Dick menyatakan, riset ini adalah bagian dari kajian lebih besar yang juga akan mengamati bagaimana kekerasan kencan cyber bisa dicegah dan bagaimana menghentikan efek negatifnya. Hasilnya akan dipublikasikan pada Januari mendatang. Sampai saat itu, menurut dia, penting untuk tahu seberapa umumkah tipe kekerasan itu.
“Saya kira pesan kepada para orang tua adalah ini sangat umum dan juga bahwa kekerasan dalam hubungan—sifat tersembunyinya—bisa berbahaya bagi anak remaja mereka. Kami ingin agar para medis, pendidik kesehatan dan guru di sekolah menyadari kekerasan ini,” ujar Dick.
Dalam kajian kedua, Suzan Doornwaard di Utrecht University di Belanda dan koleganya menemukan sikap online terkait seks tidak menyebar di antara pelajar kelas 7—10 di Belanda.

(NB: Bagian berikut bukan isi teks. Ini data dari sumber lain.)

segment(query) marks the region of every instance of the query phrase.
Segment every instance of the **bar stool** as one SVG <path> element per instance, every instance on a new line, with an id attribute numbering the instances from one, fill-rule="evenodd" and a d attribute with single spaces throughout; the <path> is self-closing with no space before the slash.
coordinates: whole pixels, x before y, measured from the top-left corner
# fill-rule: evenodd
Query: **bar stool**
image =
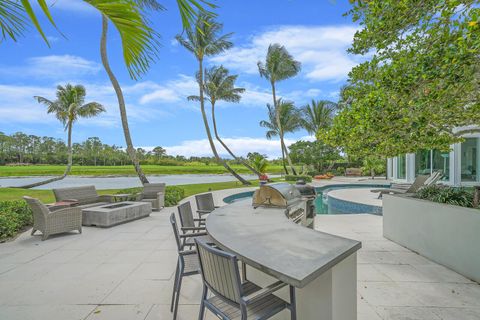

Itu termasuk melihat gambar-gambar porno online. Mereka yang terlibat dalam sikap itu cenderung memiliki pikiran negatif mengenai tubuh dan persepsi diri sendiri secara seksual. Penggunaan media sosial, yang lumrah di kalangan remaja, terkait lebih pada evaluasi tubuh mereka dan pengalaman seksual yang kurang memuaskan. Ini juga terkait rendahnya rasa percaya diri fisik para gadis.

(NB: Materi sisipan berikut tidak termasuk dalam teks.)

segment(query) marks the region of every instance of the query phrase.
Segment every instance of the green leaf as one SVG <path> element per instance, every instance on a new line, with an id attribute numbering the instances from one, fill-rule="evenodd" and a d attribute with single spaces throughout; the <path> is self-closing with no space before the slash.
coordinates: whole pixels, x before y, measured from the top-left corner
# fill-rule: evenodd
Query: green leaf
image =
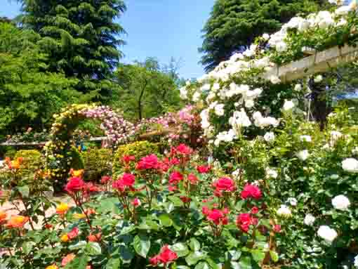
<path id="1" fill-rule="evenodd" d="M 171 246 L 170 249 L 175 252 L 178 257 L 183 257 L 189 254 L 187 245 L 183 243 L 176 243 Z"/>
<path id="2" fill-rule="evenodd" d="M 133 247 L 138 255 L 147 258 L 147 254 L 150 249 L 150 241 L 145 235 L 135 235 Z"/>
<path id="3" fill-rule="evenodd" d="M 197 264 L 195 269 L 210 269 L 210 267 L 206 261 L 201 261 Z"/>
<path id="4" fill-rule="evenodd" d="M 68 263 L 64 269 L 86 269 L 88 258 L 84 254 L 81 257 L 74 258 L 71 262 Z"/>
<path id="5" fill-rule="evenodd" d="M 161 214 L 159 217 L 160 224 L 164 227 L 170 227 L 173 225 L 173 221 L 168 214 Z"/>
<path id="6" fill-rule="evenodd" d="M 203 252 L 194 251 L 185 257 L 185 261 L 190 265 L 197 264 L 200 260 L 204 260 L 206 258 L 206 255 Z"/>
<path id="7" fill-rule="evenodd" d="M 230 261 L 238 261 L 241 256 L 241 251 L 239 250 L 230 250 L 228 253 L 228 259 Z"/>
<path id="8" fill-rule="evenodd" d="M 175 206 L 183 206 L 184 205 L 183 201 L 180 200 L 180 198 L 178 196 L 169 196 L 168 199 L 171 200 Z"/>
<path id="9" fill-rule="evenodd" d="M 274 263 L 277 263 L 277 261 L 279 261 L 279 254 L 277 254 L 277 252 L 270 250 L 270 256 L 271 256 L 271 258 L 272 259 Z"/>
<path id="10" fill-rule="evenodd" d="M 105 269 L 119 269 L 121 268 L 121 260 L 119 258 L 112 258 L 108 260 Z"/>
<path id="11" fill-rule="evenodd" d="M 253 259 L 257 263 L 261 262 L 265 258 L 265 253 L 260 249 L 254 249 L 251 251 L 251 254 Z"/>
<path id="12" fill-rule="evenodd" d="M 18 187 L 18 190 L 21 193 L 21 196 L 23 197 L 28 197 L 29 193 L 29 188 L 28 185 Z"/>
<path id="13" fill-rule="evenodd" d="M 24 251 L 24 253 L 26 255 L 28 255 L 31 252 L 31 251 L 32 250 L 33 247 L 35 244 L 36 244 L 34 242 L 31 242 L 31 241 L 25 242 L 22 244 L 22 251 Z"/>
<path id="14" fill-rule="evenodd" d="M 86 246 L 86 251 L 89 255 L 100 255 L 102 253 L 102 249 L 98 242 L 89 242 Z"/>
<path id="15" fill-rule="evenodd" d="M 252 269 L 251 258 L 248 256 L 242 257 L 239 262 L 240 269 Z"/>
<path id="16" fill-rule="evenodd" d="M 194 237 L 192 237 L 189 242 L 189 247 L 190 247 L 190 249 L 192 249 L 193 251 L 198 251 L 200 250 L 200 242 Z"/>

“Kita mempresentasikan diri di jejaring sosial dalam pikiran yang sangat positif yang memang masuk akal. Tapi, begitu mereka melihat teman-teman mereka yang positif, mereka tidak tahan untuk membandingkan diri dengan mereka,” papar David Bickham, yang juga penulis kajian ini, dari Center on Media and Child Health di Children’s Hospital Boston.

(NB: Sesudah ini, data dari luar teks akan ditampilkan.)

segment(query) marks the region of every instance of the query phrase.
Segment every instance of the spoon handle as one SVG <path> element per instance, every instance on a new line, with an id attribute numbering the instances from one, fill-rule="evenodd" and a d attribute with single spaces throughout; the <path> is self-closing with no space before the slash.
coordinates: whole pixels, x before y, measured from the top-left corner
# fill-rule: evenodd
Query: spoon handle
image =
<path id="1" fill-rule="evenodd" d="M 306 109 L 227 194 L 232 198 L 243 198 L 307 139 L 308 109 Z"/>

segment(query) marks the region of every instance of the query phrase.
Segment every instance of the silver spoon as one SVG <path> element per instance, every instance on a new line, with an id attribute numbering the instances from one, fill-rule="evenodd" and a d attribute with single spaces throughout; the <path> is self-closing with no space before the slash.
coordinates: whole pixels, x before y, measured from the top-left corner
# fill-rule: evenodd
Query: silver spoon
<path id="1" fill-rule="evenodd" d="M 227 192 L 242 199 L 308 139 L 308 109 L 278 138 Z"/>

Kajian ini juga menemukan akses yang lebih besar terhadap penggunaan internet pribadi di antara remaja dan kurangnya setelan yang dilakukan orangtua terhadap penggunaan internet terkait pada lebih banyaknya keterlibatan dalam perilaku seksual online. “Anak dan orangtua memiliki ide yang sangat berbeda mengenai kapan ada peraturan dan kapan tidak,” ujar dia.
Temple menyatakan, orang seharusnya terus memperkirakan adanya riset dan temuan seperti ini karena gadget seperti smartphone sudah umum di kalangan anak-anak dan remaja. “Kita mungkin memberikan akses anak kepada dunia online dan mengatakan ‘itu urusan mereka’ tapi saya kira kita tidak bisa melakukan itu lagi,” papar dia.
Menurut Temple, orangtua seharusnya juga hadir dalam kehidupan online anak mereka sebagaimana di kehidupan offline. Kalau itu mustahil, setidaknya orangtua memahami media sosial, termasuk Facebook, Twitter dan Instagram. “Apa yang terjadi di dunia online bisa terjadi di dunia offline dan apa yang terjadi di dunia offline bisa terjadi di dunia online,” ujar dia.
Dick menyatakan, penting juga bagi orangtua agar menunjukkan sikap online yang baik dan dalam hubungan mereka. “Penting bagi orangtua untuk memikirkan bagaimana mereka bisa menjadi model yang baik untuk anak-anaknya,” ujar Dick.